For Alzheimer's and Brain Awareness Month, ANA interviewed Dr. Dongming Cai, an Associate Professor in the Department of Neurology at the Icahn School of Medicine at Mount Sinai and Staff Physician for James J. Peters VA Medical Center.
What does the public need to understand about Alzheimer's disease that it often doesn’t?
Oftentimes, the public doesn’t understand why developing effective therapies for Alzheimer’s disease (AD) is difficult. The challenges of AD research are due to heterogeneity of patient population and multifaceted disease mechanisms.
How are treatment options for AD different today from 10 years ago?
Current paradigms of AD drug development design have been shifted from a single-target approach (primarily amyloid-centric) to developing drugs targeted at multiple disease aspects. In addition, research now also focuses on preventive strategies at early stages of disease development rather than treating AD at later stages of disease progression.
What promising research is poised to change the standard of treatment for AD?
Using a combination of genome-wide association, linkage analysis, whole genome/exome sequencing, and rigorous data mining approaches, several genetic loci and risk factors associated with sporadic AD have been identified, suggesting that perturbations in the endosomal and lysosomal pathway, lipid metabolism, and immune response system substantially contribute to AD pathogenesis. These research advances have shaped our understanding of AD pathogenesis, the future design of clinical trials, and opening a new era of innovative Alzheimer’s disease research.
What work is your lab undertaking to move understanding or treatment for AD forward?

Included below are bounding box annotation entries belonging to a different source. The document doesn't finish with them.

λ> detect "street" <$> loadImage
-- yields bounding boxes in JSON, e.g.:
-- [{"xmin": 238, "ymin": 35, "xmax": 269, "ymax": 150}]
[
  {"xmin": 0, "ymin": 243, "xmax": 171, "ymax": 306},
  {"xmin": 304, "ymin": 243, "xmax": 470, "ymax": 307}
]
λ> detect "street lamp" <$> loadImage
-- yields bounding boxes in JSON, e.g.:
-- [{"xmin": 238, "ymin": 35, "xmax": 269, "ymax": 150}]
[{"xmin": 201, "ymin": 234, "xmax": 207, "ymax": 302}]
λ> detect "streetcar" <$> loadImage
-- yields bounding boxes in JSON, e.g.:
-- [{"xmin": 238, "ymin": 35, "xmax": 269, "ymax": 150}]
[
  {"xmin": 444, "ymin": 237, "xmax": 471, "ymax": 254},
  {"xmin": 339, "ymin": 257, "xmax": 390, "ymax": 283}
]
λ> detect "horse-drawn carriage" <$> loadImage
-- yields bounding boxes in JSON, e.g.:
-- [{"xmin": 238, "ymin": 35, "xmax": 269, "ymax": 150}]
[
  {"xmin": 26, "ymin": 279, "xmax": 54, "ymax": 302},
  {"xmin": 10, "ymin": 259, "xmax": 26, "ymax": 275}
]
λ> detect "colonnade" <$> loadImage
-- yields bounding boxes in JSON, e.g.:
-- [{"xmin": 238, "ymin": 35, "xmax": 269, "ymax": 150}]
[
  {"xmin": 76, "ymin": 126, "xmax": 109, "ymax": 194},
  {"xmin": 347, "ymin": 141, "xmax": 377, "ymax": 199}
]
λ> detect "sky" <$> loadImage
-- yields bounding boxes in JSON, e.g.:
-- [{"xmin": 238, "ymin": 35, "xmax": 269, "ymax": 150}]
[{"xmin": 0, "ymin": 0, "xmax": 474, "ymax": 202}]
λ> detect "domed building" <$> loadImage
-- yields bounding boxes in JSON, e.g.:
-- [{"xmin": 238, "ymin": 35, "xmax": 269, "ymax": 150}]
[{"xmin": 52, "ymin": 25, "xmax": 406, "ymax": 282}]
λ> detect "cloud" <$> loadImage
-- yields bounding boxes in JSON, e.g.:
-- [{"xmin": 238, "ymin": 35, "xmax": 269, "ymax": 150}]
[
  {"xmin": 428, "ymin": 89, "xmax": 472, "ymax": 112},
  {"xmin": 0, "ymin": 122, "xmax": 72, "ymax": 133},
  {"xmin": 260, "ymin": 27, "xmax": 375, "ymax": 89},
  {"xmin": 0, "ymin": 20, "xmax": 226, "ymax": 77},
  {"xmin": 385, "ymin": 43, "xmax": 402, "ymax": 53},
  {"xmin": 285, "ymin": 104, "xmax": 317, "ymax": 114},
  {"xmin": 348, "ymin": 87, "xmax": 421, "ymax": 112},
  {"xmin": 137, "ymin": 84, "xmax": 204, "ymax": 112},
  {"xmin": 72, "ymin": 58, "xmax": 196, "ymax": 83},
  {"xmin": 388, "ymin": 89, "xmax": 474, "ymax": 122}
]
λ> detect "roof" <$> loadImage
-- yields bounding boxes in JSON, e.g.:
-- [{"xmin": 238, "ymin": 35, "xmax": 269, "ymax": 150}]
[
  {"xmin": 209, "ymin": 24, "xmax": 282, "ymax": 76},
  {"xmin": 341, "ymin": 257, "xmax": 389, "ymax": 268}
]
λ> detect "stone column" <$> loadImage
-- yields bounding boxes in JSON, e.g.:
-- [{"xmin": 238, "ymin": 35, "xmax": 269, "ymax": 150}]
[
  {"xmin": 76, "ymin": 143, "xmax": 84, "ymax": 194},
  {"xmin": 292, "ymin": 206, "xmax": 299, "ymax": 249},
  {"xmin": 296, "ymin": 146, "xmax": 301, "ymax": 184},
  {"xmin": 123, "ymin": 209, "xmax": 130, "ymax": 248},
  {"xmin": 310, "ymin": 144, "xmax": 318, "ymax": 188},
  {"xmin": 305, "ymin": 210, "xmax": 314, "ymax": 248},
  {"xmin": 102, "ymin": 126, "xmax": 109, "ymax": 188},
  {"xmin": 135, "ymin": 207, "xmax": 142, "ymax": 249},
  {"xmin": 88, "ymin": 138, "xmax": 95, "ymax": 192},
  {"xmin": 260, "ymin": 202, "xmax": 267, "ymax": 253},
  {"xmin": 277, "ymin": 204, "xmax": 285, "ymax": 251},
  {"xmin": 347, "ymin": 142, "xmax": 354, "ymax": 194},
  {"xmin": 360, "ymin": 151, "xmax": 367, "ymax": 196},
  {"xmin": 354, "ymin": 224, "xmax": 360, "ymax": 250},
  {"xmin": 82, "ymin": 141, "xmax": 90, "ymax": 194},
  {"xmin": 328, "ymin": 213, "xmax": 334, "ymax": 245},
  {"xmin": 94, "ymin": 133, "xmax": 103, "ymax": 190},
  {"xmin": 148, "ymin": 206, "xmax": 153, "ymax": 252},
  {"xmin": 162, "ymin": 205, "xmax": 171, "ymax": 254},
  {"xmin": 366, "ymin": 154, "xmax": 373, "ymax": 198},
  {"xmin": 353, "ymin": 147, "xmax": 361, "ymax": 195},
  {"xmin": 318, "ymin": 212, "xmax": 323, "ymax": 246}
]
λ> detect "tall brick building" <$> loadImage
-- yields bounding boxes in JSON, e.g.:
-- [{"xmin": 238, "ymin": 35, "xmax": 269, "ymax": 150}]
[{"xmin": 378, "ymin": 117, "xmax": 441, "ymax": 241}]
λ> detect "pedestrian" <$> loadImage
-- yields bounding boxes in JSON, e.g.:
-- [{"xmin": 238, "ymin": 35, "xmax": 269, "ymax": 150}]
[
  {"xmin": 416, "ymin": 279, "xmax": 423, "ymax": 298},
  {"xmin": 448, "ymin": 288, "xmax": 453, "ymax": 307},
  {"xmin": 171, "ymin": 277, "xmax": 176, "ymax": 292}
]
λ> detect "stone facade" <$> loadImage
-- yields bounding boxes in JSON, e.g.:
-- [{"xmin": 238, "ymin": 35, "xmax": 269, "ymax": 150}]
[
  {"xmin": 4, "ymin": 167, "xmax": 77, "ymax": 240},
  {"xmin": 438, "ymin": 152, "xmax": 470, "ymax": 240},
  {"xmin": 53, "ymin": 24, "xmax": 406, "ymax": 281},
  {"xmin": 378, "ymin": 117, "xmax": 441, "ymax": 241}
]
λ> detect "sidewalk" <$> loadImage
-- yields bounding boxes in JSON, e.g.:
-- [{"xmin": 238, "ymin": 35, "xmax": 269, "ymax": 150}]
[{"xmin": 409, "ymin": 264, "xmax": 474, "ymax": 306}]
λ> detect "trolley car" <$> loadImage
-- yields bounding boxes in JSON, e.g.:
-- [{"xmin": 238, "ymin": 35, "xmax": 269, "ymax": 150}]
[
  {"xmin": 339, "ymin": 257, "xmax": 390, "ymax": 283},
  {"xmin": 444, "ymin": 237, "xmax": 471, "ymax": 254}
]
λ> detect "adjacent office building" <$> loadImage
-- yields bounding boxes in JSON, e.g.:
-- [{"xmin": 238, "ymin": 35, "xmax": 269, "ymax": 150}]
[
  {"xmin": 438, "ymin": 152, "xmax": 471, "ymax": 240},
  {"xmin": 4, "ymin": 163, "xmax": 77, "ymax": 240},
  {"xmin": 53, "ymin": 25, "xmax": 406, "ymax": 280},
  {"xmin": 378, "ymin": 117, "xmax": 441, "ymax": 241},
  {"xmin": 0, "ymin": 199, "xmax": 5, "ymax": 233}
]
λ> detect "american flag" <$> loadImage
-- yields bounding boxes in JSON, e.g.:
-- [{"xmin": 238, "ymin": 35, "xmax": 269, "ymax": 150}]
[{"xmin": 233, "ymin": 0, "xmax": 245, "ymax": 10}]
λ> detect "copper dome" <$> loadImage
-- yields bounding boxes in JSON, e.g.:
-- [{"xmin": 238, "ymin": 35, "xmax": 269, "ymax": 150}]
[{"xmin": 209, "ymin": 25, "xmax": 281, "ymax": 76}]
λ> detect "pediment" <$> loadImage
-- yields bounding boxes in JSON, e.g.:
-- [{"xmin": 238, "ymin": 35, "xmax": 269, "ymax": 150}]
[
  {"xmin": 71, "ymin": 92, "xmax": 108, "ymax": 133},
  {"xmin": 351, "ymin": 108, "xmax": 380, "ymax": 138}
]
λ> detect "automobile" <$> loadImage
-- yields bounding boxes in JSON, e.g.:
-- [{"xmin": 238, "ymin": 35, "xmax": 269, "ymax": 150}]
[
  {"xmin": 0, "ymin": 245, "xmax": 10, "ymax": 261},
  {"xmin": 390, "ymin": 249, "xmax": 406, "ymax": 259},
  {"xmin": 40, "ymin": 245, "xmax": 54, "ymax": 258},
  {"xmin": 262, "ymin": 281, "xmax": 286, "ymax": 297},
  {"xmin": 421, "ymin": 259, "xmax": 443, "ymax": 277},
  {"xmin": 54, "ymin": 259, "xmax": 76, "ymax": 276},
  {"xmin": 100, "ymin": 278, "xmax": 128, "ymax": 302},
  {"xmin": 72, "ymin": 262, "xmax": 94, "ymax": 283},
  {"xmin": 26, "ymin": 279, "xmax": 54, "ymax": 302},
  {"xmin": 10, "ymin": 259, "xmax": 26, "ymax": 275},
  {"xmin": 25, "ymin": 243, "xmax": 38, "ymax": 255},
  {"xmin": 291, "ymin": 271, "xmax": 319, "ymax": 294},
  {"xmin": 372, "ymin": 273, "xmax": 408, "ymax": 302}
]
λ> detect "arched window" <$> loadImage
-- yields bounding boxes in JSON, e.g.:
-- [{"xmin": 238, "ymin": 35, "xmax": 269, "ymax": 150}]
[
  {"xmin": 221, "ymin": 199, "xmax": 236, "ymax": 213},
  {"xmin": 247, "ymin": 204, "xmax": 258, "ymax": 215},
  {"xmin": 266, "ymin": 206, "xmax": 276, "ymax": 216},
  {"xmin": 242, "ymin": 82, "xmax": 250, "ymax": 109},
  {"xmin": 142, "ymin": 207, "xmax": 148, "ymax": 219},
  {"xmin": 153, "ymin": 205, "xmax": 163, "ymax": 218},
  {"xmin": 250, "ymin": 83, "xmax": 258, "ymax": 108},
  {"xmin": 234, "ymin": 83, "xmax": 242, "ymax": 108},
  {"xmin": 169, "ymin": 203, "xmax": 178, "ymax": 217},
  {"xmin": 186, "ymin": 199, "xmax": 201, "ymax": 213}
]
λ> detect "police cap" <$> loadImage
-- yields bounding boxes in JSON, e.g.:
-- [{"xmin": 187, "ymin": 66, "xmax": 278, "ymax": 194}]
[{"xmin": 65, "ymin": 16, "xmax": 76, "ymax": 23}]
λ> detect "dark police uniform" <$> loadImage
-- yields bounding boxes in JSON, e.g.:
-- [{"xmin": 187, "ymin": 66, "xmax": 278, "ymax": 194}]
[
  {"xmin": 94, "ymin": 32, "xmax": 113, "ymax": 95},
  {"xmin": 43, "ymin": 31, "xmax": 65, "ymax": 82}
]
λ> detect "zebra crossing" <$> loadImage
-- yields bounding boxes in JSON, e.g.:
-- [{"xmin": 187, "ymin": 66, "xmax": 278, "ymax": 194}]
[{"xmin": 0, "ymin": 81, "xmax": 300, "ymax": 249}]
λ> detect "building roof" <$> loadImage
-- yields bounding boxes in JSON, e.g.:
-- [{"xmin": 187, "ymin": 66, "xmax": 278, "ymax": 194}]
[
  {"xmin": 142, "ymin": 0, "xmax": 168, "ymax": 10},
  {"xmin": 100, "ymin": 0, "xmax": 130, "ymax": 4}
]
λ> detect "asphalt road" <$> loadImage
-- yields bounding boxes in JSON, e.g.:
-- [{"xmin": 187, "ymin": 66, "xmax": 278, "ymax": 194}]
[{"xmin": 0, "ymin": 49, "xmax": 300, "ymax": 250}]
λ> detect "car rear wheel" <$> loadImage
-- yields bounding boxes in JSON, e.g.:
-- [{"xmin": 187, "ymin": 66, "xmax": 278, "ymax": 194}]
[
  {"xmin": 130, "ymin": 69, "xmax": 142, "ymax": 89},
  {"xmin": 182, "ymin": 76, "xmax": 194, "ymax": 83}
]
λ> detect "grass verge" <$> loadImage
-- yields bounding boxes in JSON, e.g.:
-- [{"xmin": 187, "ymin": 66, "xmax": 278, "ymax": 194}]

The ultimate goal of my laboratory studies is to translate the current understanding of disease mechanisms into development of novel diagnostic and therapeutic strategies for AD. Our work focuses on studying the regulation of phospholipid composition and metabolism, as well as protein trafficking in AD pathogenesis. Our recent findings uncover novel roles for modulating brain phosphoinositol levels through its key degrading enzyme in AD therapies (e.g., amyloid clearance, tau pathology, lysosome dysfunction and ApoE4 pathogenic nature).
We recently uncovered a novel role of a micro-RNA in regulating brain phospholipid pathways that contribute to the ApoE4-induced susceptibility of developing AD. Data from these studies implicate new therapeutic options for AD that target ApoE4 pathogenic nature through miRNA modulation (Mol Psych, in press). Our current research projects focus on better understanding the molecular mechanisms underlying ApoE4 detrimental effects in AD and other neurological disorders, as well as developing preclinical candidates and new chemical scaffolds for AD therapies. Other projects in the lab attempt to explore the interaction between ApoE4 and sex in AD, understand selective regional vulnerabilities in AD, investigate cell-type specific changes in AD, as well as ApoE2 protective effects against AD.
How has the ANA supported your career and/or work in this area?
Since joining the ANA as a junior member in 2016, I have been generously supported by travel awards to attend the 141st and the 142nd Annual ANA meetings, where I was provided with opportunities to present our research work and network with other investigators in the AD research field. I was invited to be a co-chair of the Traumatic Brain Injury (TBI) Special Interest Group (SIG) of the annual meeting in 2018, and then a chair of the TBI SIG for the annual meeting in 2019. I was the member of the Scientific Program Advisory Committee of the ANA from 2017-2020. These opportunities have allowed me to exercise the skills required for leadership roles and develop stronger organization skills that are critical for my career development.